Kid snorted in disbelief, shouldered the rifle, and took another look. “No, they’re not harmless. The Ranger is as twitchy as Skeeter on race day,” he said, then winced and pulled his earpiece out real quick. After a couple of seconds, he put it back in. “Sorry, Skeet, but you know how you get.”
“And the other guy?” Hawkins asked.
“The Ranger is looking for trouble, and the other guy is making it. This whole situation feels bad.”
“Yeah. That’s what I’m thinking,” Hawkins said, wondering if he’d have better luck going through the front door and getting her, or sneaking in the back. “Skeeter grabbed the radio bag, but no flex cuffs. What have you got?”
Kid dug in his pocket and came up with a handful of condoms and three flex cuffs.

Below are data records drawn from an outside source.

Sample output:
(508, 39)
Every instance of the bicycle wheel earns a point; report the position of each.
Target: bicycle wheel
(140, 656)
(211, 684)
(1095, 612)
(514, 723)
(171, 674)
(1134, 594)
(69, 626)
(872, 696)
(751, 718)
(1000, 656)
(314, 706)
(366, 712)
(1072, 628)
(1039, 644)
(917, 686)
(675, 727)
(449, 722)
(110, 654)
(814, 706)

“Cherry-flavored?” Hawkins grinned, eyeing the prophylactics.
“Yeah.” Kid grinned back, looking over and meeting his gaze for the first time, and at once, he sobered.
Hawkins did, too, feeling the same thing he suddenly saw on Kid’s face, the agony of losing J.T.
“Skeeter didn’t have to call you in on this. I guess I should have gotten back to you and told you to stay put.”
“No,” Kid said. “Keeping moving is the best thing for me. I’m good to go, but we need to talk.”